Hallo allemaal,

Peter en ik zijn inderdaad op 19 Mei naar het vissersdorpje Tortel gevaren. Uiteraard in de regen. We waren na ± 60 mijl varen, vlak voor dat de duisternis inviel aangekomen. Dat was maar goed ook want de kaarten wijken hier 3,5 mijl af.
We vonden een mooi anker plekje dat aardig beschut leek voor de westenwinden. We lagen daar uitstekend dachten we. Maar achteraf was het maar goed dat we geen lijnen aan de wal hadden gezet.

Het deed ons plezier weer eens wat mensen te zien wandelen en lichtjes in de huizen te zien branden; honden te horen blaffen. Het zag er allemaal lekker knus uit. Na een lekkere rustige avond en nacht zijn we de volgende morgen het dorpje ingegaan. Helaas regende het weer pijpenstelen.
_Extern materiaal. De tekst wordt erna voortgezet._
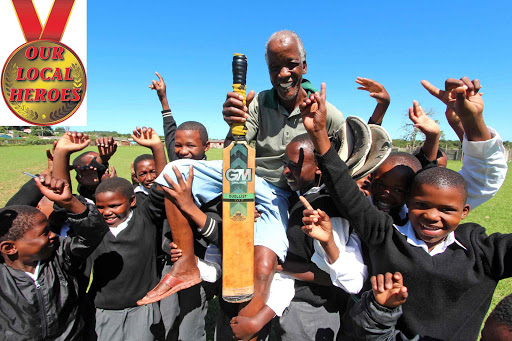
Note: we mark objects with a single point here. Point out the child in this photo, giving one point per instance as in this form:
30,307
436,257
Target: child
453,270
484,166
124,264
314,312
40,292
188,141
91,167
375,315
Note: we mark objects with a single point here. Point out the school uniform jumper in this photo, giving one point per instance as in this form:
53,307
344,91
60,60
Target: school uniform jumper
451,291
124,270
49,307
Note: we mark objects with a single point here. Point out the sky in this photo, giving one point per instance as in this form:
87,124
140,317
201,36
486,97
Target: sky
191,44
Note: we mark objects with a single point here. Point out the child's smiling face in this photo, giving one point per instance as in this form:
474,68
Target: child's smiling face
114,207
434,212
389,186
37,242
146,172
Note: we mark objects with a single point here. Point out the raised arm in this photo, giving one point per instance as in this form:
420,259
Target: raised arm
462,97
181,195
147,137
428,127
169,122
58,191
106,148
370,224
69,143
380,94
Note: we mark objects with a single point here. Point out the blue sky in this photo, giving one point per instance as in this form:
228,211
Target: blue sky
191,45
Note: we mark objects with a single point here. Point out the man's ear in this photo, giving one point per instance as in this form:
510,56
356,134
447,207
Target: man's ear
8,247
465,211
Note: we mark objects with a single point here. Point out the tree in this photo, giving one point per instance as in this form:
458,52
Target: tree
410,133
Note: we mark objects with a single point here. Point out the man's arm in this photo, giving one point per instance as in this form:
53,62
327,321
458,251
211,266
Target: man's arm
69,143
484,165
370,224
380,94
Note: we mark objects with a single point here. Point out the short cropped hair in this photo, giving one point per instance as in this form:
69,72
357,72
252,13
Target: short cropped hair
16,220
116,185
141,158
193,125
440,177
281,35
79,161
502,313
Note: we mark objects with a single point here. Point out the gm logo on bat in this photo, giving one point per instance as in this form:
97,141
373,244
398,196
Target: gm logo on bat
238,175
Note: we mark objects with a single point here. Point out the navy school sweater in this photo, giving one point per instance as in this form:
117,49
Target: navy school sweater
449,293
124,267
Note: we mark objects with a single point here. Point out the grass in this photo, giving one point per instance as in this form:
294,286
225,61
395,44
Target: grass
32,159
494,214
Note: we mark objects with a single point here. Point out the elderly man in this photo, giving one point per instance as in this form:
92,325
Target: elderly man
272,119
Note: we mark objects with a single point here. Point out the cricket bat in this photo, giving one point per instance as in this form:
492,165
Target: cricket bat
239,164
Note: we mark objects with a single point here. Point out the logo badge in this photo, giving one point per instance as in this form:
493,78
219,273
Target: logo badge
43,82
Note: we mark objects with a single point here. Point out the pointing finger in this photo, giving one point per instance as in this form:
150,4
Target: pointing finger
432,89
323,91
306,203
159,77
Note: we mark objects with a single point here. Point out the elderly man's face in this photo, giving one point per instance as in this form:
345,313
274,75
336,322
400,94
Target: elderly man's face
285,67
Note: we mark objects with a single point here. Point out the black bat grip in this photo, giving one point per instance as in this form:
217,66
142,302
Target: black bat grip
239,69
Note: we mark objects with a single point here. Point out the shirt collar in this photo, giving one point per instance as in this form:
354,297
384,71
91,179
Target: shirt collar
408,231
116,230
142,189
271,100
36,272
312,190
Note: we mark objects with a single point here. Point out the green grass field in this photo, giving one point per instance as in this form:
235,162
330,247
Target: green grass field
494,214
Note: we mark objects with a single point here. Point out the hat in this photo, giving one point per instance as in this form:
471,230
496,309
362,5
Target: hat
363,147
379,151
353,141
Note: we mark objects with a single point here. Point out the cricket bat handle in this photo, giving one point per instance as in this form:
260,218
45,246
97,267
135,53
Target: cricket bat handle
239,79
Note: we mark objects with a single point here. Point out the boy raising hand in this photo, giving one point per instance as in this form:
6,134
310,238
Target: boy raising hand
40,295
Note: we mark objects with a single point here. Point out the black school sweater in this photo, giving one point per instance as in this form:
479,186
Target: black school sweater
124,267
449,293
301,250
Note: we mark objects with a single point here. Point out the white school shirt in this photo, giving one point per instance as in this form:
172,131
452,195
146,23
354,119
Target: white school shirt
348,272
484,168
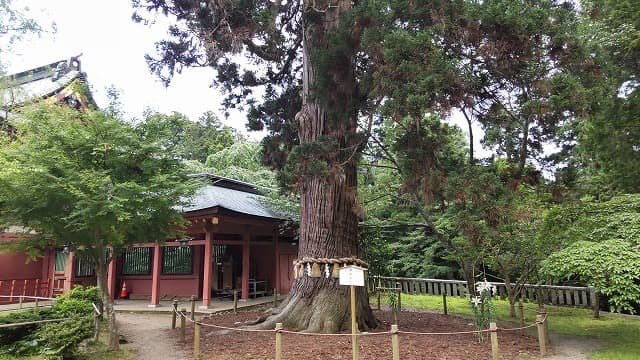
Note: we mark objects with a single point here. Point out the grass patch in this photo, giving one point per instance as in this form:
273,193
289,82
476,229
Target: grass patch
619,333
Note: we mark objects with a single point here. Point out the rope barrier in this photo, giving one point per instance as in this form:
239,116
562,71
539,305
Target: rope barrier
26,297
180,313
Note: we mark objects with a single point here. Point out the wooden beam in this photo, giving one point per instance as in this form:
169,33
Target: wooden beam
68,273
206,279
155,280
246,255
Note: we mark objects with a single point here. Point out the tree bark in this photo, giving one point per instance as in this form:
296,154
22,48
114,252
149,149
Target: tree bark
328,203
107,300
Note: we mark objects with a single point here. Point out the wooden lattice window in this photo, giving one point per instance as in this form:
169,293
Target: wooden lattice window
61,261
137,261
177,260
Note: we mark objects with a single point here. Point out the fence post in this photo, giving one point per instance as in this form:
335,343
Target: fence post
193,307
278,341
444,302
235,302
183,324
395,342
595,303
521,313
96,321
495,348
13,286
542,336
275,297
196,340
173,316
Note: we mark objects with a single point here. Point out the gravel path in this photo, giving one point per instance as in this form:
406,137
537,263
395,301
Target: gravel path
148,335
150,338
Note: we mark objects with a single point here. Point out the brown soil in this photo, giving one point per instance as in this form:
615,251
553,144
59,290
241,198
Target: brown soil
217,344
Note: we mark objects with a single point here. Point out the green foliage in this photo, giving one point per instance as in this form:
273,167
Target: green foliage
78,302
186,139
53,340
484,311
59,340
617,334
601,248
82,179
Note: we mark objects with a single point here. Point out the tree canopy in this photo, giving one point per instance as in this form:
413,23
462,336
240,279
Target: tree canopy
92,183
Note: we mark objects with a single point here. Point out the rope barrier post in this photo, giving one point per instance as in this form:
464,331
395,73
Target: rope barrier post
183,324
235,302
521,314
541,336
173,316
278,341
193,307
395,342
545,325
444,302
354,325
595,303
96,321
495,348
196,340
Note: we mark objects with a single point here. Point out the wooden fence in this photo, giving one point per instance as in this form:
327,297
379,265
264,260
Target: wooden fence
541,324
544,294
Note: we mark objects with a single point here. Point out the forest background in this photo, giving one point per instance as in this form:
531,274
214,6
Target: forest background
553,86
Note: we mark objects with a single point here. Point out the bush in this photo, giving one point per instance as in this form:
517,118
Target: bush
12,334
57,340
60,340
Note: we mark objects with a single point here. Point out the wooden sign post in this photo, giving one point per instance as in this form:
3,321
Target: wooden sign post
353,276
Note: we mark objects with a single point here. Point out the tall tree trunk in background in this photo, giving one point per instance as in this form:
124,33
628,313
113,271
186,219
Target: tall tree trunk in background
328,204
107,300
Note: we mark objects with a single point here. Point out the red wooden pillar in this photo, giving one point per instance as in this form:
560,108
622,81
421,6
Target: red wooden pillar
68,273
276,251
246,254
111,276
155,281
206,279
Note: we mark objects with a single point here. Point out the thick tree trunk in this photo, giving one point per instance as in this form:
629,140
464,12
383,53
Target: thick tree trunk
107,301
328,204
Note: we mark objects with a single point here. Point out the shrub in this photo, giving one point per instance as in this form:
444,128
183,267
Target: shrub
57,340
60,340
12,334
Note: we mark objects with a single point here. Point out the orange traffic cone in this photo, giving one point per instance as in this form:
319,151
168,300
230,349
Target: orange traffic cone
124,293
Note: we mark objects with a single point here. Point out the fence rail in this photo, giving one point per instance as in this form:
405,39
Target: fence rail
544,294
279,331
11,290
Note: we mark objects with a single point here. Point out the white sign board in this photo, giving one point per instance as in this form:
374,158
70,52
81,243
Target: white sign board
352,275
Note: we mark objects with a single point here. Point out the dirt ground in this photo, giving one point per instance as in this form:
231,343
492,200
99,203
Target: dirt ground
152,338
227,345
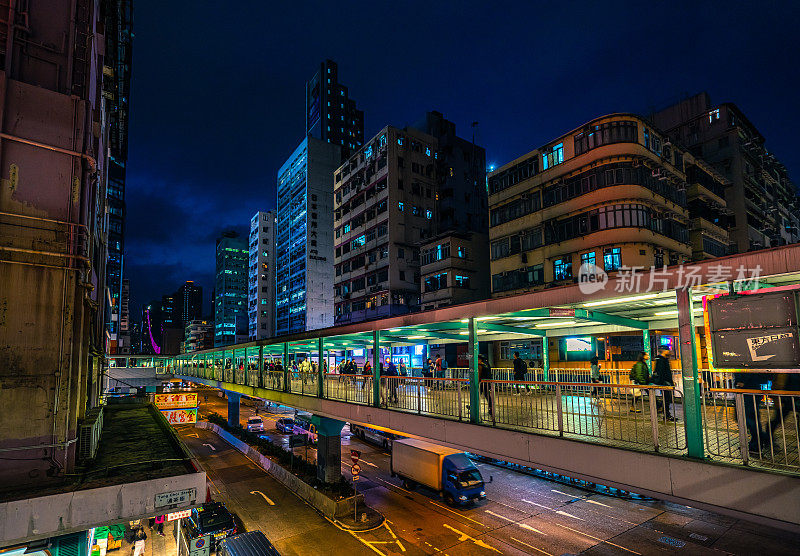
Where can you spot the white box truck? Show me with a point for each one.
(445, 470)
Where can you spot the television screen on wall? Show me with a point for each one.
(580, 343)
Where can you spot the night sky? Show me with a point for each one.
(218, 97)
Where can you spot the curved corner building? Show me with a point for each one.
(613, 192)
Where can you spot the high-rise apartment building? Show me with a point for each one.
(761, 196)
(614, 193)
(331, 115)
(124, 339)
(188, 303)
(304, 238)
(118, 25)
(230, 290)
(261, 278)
(198, 334)
(405, 194)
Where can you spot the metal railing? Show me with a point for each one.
(628, 415)
(753, 426)
(443, 397)
(348, 388)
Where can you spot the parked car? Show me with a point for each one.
(254, 543)
(213, 519)
(285, 425)
(255, 424)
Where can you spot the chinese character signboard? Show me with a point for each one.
(180, 416)
(757, 331)
(176, 401)
(176, 498)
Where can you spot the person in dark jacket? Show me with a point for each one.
(662, 376)
(759, 440)
(485, 373)
(520, 368)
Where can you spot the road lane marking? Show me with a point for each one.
(534, 529)
(596, 538)
(270, 502)
(490, 512)
(457, 513)
(531, 546)
(463, 537)
(393, 485)
(559, 512)
(535, 504)
(560, 492)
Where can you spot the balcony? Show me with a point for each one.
(139, 469)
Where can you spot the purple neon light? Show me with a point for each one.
(156, 349)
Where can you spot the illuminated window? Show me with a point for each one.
(553, 156)
(612, 259)
(588, 258)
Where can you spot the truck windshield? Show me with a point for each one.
(470, 478)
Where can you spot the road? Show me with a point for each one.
(522, 514)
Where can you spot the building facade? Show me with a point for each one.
(304, 238)
(230, 290)
(613, 193)
(188, 303)
(261, 276)
(53, 234)
(118, 22)
(331, 115)
(409, 192)
(761, 196)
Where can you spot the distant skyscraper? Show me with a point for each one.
(116, 91)
(188, 303)
(330, 113)
(304, 243)
(230, 287)
(261, 279)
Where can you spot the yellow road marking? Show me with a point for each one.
(463, 537)
(596, 538)
(457, 513)
(531, 546)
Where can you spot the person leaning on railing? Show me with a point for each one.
(662, 376)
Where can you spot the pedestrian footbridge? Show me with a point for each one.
(609, 432)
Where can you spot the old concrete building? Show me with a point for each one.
(615, 193)
(407, 192)
(760, 194)
(52, 235)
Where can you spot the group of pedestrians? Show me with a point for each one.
(661, 376)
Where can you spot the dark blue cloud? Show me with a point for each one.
(218, 90)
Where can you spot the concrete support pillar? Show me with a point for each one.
(320, 371)
(376, 368)
(693, 418)
(329, 448)
(286, 387)
(472, 361)
(546, 358)
(233, 408)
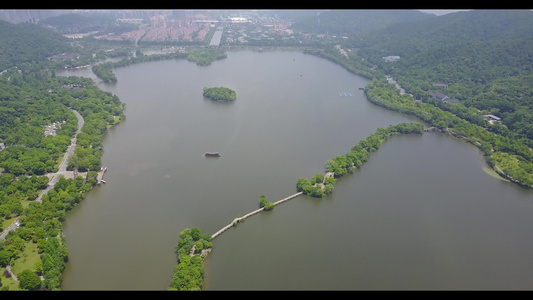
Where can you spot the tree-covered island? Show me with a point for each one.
(222, 94)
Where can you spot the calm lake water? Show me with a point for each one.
(421, 214)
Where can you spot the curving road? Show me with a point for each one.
(55, 176)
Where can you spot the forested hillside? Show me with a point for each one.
(484, 57)
(27, 46)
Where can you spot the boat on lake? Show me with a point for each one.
(212, 154)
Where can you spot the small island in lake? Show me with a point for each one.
(220, 94)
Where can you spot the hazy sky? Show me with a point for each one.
(439, 12)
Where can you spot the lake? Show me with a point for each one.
(420, 214)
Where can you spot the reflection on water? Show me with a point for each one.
(420, 214)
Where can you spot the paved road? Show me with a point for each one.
(55, 177)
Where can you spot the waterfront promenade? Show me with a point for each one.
(237, 220)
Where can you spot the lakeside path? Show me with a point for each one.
(54, 176)
(237, 220)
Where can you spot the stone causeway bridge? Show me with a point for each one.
(237, 220)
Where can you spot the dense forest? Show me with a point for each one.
(37, 123)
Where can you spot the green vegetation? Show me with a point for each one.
(484, 58)
(511, 158)
(191, 250)
(220, 94)
(206, 57)
(340, 165)
(265, 204)
(31, 99)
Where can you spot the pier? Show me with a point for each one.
(237, 220)
(100, 176)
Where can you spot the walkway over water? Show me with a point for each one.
(237, 220)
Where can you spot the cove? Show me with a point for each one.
(287, 122)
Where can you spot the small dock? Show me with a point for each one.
(100, 176)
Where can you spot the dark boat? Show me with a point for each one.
(212, 154)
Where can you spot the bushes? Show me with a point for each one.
(189, 272)
(338, 166)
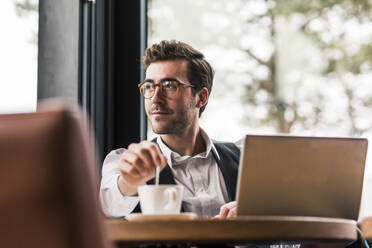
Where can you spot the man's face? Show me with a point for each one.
(170, 115)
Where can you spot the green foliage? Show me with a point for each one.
(25, 7)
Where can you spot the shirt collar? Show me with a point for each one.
(174, 156)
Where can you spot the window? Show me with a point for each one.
(18, 60)
(281, 66)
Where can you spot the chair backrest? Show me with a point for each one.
(49, 190)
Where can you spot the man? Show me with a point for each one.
(176, 90)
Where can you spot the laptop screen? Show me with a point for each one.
(301, 176)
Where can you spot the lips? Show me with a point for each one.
(159, 110)
(160, 113)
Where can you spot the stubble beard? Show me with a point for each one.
(174, 126)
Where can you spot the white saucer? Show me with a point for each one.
(161, 217)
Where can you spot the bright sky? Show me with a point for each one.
(18, 60)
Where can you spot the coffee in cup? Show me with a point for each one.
(160, 199)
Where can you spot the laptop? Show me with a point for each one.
(301, 176)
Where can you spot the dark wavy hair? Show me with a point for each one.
(200, 72)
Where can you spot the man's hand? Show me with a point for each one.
(227, 210)
(137, 165)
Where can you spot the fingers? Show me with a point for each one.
(138, 163)
(228, 210)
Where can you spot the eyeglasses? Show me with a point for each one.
(169, 88)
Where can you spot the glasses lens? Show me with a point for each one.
(170, 88)
(147, 90)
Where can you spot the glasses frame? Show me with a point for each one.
(179, 84)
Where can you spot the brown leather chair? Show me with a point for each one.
(49, 190)
(366, 227)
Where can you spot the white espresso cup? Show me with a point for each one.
(160, 199)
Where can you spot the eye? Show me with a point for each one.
(148, 86)
(170, 85)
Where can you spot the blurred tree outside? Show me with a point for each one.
(305, 67)
(300, 96)
(298, 67)
(26, 7)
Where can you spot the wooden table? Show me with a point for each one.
(252, 229)
(366, 227)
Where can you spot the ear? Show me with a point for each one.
(202, 97)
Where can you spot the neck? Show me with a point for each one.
(188, 143)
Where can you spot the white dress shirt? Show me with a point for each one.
(205, 190)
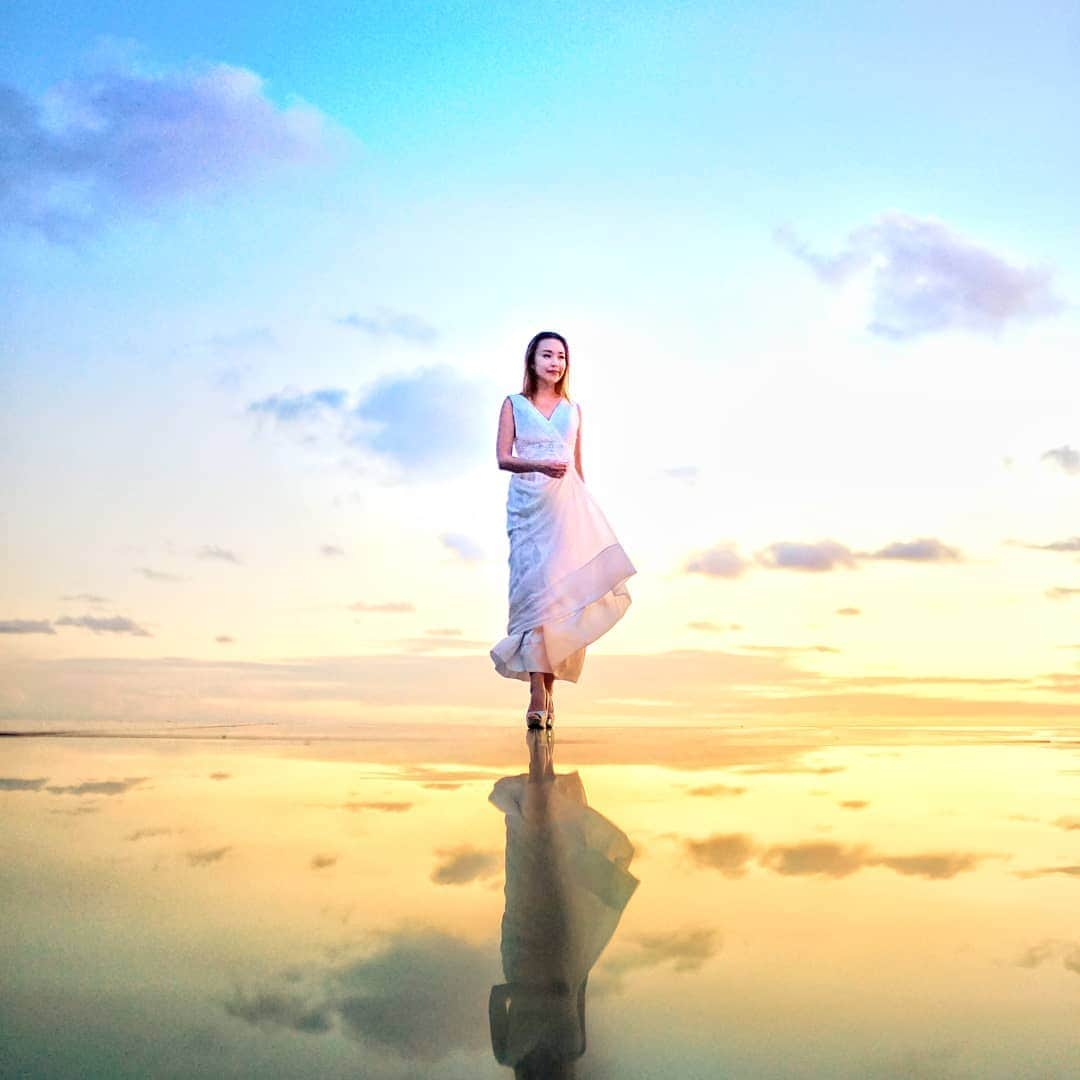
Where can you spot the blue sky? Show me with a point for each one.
(273, 270)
Maar gewapend met een paraplu bleven we wel redelijk droog.
De "straatjes" zijn gemaakt van cederhouten plankieren met balustrades om je aan vast te houden. Dat is wel nodig want het kan door de voortdurende regen spekglad zijn. Zo te zien zijn ze alles aan het opknappen net zoals in Puerto Edén.
Ook hier heeft men een mooi nieuw gemeenschapshuis gebouwd en een paar mooie prieeltjes met uitzicht over het water waren ook al klaar. Verder was er een leuk speeltuintje voor de kinderen. En er wordt druk gebouwd aan een nieuwe aanlegsteiger. Ze gebruiken er precies het zelfde materiaal voor als in Puerto Edén. Maar of het een goede aanlegplaats wordt voor jachten staat nog te bezien. De plek lijkt ons niet echt geschikt. Wind en vooral golven zouden wel eens een problemen kunnen gaan geven.

Aan een paar dames vroegen we naar de busverbinding naar het stadje Cochrane. Vandaar wilden we ergens de grens over zien te komen naar Argentinië. Voor eind mei moeten we onze visa verlengen en dat zou nu een mooie gelegenheid zijn. Zo zouden we twee vliegen in een klap slaan; en iets van de omgeving zien en tegelijkertijd onze visa met 90 dagen verlengen. Dan redden we het mooi tot we naar Nederland komen.
Alles viel mooi op zijn plaats. De bus zou de volgende middag om 14.30 naar Cochrane vertrekken. Daar konden we dan voor een nachtje een pousada of hotelletje nemen. En de dag er na, een auto huren om naar een grensplaatsje te rijden. Leuk! We kregen er echt zin in.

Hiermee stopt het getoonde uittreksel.